The truth is that it was not a foregone conclusion that public support would go to the Conservatives from the discredited Liberals. Within the last year there have been points where the NDP was only 5 or 6 points behind the Conservatives in the polls. The overwhelming majority of Canadians think all the political representatives of the current system are corrupt and over 2/3 of voters don’t expect politicians to keep their promises (http://www.cbc.ca/canadavotes/newscoverage/pdf/2006toplinefindings.pdf).
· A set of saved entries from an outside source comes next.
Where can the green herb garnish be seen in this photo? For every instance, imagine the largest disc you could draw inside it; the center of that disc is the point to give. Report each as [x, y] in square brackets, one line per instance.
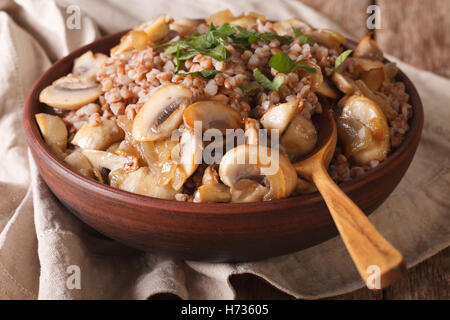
[247, 88]
[266, 83]
[339, 60]
[208, 74]
[283, 63]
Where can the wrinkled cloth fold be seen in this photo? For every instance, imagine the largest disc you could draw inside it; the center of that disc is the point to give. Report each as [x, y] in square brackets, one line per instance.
[40, 240]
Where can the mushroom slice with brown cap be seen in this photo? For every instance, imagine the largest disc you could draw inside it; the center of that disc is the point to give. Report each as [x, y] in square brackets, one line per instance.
[362, 110]
[368, 48]
[97, 136]
[300, 137]
[212, 114]
[78, 162]
[264, 165]
[162, 113]
[380, 99]
[110, 161]
[148, 32]
[70, 93]
[326, 89]
[213, 192]
[344, 83]
[278, 117]
[252, 128]
[190, 152]
[54, 131]
[141, 181]
[87, 65]
[285, 27]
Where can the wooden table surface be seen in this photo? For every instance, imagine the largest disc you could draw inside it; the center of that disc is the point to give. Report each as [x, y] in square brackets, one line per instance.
[417, 32]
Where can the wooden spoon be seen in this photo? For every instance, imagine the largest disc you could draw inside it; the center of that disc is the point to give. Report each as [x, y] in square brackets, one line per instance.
[366, 245]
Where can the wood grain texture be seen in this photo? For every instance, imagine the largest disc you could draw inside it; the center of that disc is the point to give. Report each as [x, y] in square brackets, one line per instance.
[417, 32]
[350, 14]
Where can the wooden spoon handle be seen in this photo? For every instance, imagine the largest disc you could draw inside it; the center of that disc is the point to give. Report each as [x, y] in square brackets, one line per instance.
[370, 251]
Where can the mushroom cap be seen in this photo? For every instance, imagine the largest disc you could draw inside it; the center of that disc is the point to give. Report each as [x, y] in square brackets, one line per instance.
[212, 192]
[162, 113]
[150, 31]
[261, 164]
[88, 64]
[368, 48]
[300, 137]
[111, 161]
[213, 115]
[70, 93]
[368, 113]
[54, 131]
[278, 117]
[97, 136]
[142, 181]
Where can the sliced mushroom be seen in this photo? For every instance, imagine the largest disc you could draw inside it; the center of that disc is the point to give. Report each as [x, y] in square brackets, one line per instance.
[54, 132]
[70, 93]
[278, 117]
[327, 90]
[162, 113]
[221, 17]
[97, 136]
[78, 162]
[110, 161]
[141, 181]
[300, 137]
[353, 135]
[246, 190]
[212, 114]
[156, 28]
[184, 26]
[190, 152]
[210, 175]
[380, 99]
[344, 83]
[368, 48]
[368, 113]
[87, 65]
[262, 164]
[252, 128]
[285, 27]
[328, 38]
[148, 32]
[373, 78]
[213, 192]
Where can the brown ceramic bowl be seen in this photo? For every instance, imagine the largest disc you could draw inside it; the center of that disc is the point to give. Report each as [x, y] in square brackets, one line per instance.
[211, 232]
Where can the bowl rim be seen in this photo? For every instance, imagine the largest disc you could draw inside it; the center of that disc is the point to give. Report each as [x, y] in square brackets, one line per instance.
[37, 143]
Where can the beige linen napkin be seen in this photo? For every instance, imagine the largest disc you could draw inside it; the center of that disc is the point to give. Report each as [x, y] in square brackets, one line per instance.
[40, 241]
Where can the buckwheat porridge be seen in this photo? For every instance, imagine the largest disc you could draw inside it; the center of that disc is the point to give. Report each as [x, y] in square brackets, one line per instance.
[174, 94]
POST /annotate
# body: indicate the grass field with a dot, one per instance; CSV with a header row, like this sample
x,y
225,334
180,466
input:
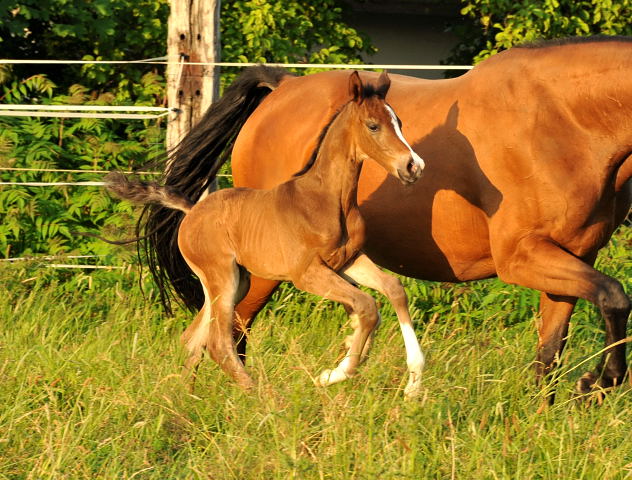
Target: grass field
x,y
90,388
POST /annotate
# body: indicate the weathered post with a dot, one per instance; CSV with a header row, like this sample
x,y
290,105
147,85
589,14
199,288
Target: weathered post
x,y
193,36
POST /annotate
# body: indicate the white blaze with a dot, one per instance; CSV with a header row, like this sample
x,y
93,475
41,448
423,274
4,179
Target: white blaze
x,y
398,131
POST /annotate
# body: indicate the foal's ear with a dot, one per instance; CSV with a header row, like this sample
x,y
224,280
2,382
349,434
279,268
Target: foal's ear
x,y
383,84
355,87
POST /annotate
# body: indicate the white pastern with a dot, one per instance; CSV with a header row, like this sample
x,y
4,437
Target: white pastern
x,y
414,359
416,158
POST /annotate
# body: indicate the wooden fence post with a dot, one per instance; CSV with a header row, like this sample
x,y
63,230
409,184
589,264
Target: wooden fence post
x,y
193,36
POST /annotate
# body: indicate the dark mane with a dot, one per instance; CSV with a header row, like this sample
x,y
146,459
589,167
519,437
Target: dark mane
x,y
321,137
368,92
556,42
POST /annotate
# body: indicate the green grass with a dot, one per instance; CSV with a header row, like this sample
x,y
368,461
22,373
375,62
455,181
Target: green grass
x,y
90,388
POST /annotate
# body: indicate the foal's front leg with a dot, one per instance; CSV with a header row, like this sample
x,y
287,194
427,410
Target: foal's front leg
x,y
321,280
363,271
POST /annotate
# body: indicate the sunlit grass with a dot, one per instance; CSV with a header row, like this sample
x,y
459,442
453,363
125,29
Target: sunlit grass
x,y
90,388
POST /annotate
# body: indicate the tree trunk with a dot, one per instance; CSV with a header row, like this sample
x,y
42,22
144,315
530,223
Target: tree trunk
x,y
193,36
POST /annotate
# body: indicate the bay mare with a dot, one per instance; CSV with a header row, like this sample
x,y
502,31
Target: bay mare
x,y
308,230
529,174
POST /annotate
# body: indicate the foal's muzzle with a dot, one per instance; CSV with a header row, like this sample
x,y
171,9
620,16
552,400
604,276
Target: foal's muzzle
x,y
412,171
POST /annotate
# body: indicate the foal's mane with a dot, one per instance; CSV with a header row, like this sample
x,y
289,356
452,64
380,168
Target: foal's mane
x,y
556,42
368,91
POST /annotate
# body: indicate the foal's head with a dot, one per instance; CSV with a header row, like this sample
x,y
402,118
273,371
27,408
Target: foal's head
x,y
377,131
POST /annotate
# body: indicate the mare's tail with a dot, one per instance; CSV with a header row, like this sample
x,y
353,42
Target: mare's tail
x,y
147,193
191,170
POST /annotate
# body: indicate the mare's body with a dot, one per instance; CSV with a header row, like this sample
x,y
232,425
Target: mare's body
x,y
307,230
529,173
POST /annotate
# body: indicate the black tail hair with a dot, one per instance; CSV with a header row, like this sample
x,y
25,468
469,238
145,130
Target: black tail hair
x,y
191,168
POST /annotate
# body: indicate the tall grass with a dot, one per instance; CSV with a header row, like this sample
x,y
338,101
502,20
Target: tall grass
x,y
90,388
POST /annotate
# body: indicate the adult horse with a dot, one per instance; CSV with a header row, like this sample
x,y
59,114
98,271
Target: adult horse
x,y
528,174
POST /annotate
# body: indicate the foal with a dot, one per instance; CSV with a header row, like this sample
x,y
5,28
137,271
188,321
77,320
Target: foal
x,y
308,231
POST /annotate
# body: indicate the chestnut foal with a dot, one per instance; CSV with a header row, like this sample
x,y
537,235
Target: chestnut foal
x,y
308,231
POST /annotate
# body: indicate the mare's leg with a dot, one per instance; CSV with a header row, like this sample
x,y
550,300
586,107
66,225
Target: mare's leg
x,y
555,313
321,280
363,271
537,262
213,327
247,309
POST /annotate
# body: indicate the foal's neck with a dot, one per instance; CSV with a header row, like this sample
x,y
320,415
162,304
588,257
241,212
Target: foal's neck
x,y
337,166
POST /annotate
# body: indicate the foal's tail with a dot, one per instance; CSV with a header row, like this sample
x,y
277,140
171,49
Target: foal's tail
x,y
191,170
147,193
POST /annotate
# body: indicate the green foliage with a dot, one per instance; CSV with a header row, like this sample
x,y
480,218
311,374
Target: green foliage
x,y
86,30
496,25
42,220
289,31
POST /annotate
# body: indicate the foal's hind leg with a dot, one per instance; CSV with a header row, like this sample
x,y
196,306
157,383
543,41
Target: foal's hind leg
x,y
247,309
363,271
213,327
321,280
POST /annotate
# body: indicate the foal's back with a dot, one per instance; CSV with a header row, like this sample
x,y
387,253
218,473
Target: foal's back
x,y
272,233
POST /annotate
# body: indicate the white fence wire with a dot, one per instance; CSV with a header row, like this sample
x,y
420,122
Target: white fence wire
x,y
97,111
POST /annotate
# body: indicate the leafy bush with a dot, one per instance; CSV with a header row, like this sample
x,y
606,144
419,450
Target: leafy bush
x,y
41,220
38,220
496,25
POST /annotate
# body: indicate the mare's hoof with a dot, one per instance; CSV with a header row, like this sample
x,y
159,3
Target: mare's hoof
x,y
412,390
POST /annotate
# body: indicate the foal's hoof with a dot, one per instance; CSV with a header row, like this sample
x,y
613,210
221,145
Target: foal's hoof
x,y
592,388
329,377
412,390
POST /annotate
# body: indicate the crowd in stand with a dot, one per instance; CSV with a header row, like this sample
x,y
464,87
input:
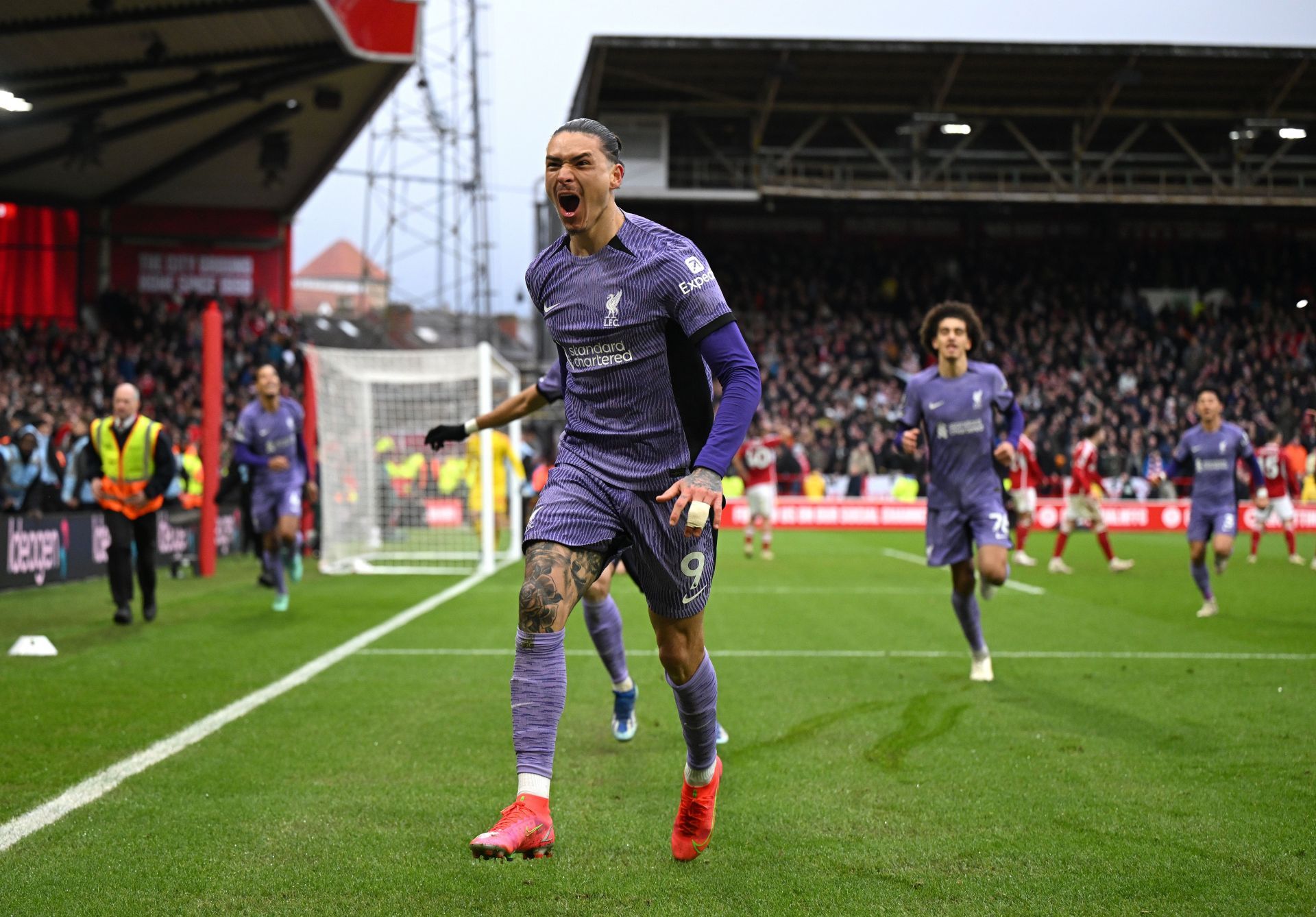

Unfortunately, the NDP did not inspire workers when it tried to adopt right-wing policies during the campaign. NDP Leader Jack Layton withdrew previous opposition to the Québec Clarity Act, destroying any possibility of growth in the province. They were effectively silent on Canadian Imperialism’s actions in Haiti and backtracked from forcefully opposing the upcoming deployment of 2000 troops to Afghanistan. The most miserable rightward turn was when the NDP adopted a conservative “lock-em-up” policy of mandatory minimum sentences for disadvantaged youth found guilty of gun crime. This mirrors Tony Blair’s “Tough on crime, tough on the causes of crime,” which never got beyond the first premise and failed to explain or deal with the causes of social exclusion. Interestingly, the NDP received most of its gains in Ontario and British Columbia, where the tradition is more labour and activist oriented. The right-wing NDP old guard in the Prairies and Maritimes merely held onto their existing seats. Canada in Turmoil

The minority government will not be able to solve any of Canada’s problems. The ruling class will not be able to get its way without the fall of the government. Nothing will be done to address the 1.2 million Canadian children who grow up in poverty, a higher rate than much of eastern Europe. There are the first whispers of a new tendency within the NDP that can harness the growing labour unrest. On December 7th CBC news reported that Leo-Paul Lauzon, an NDP candidate in Montreal, called for the nationalization of the oil and gas industry and said that we should look to Venezuela under Hugo Chavez for the way forward. The party bureaucracy quickly distanced themselves from the statement, but it is indicative of a growing tendency in society that is having its reflection in the party. These elections merely underline the fact that Canada is facing increasing political, economic, and social turmoil for the foreseeable future.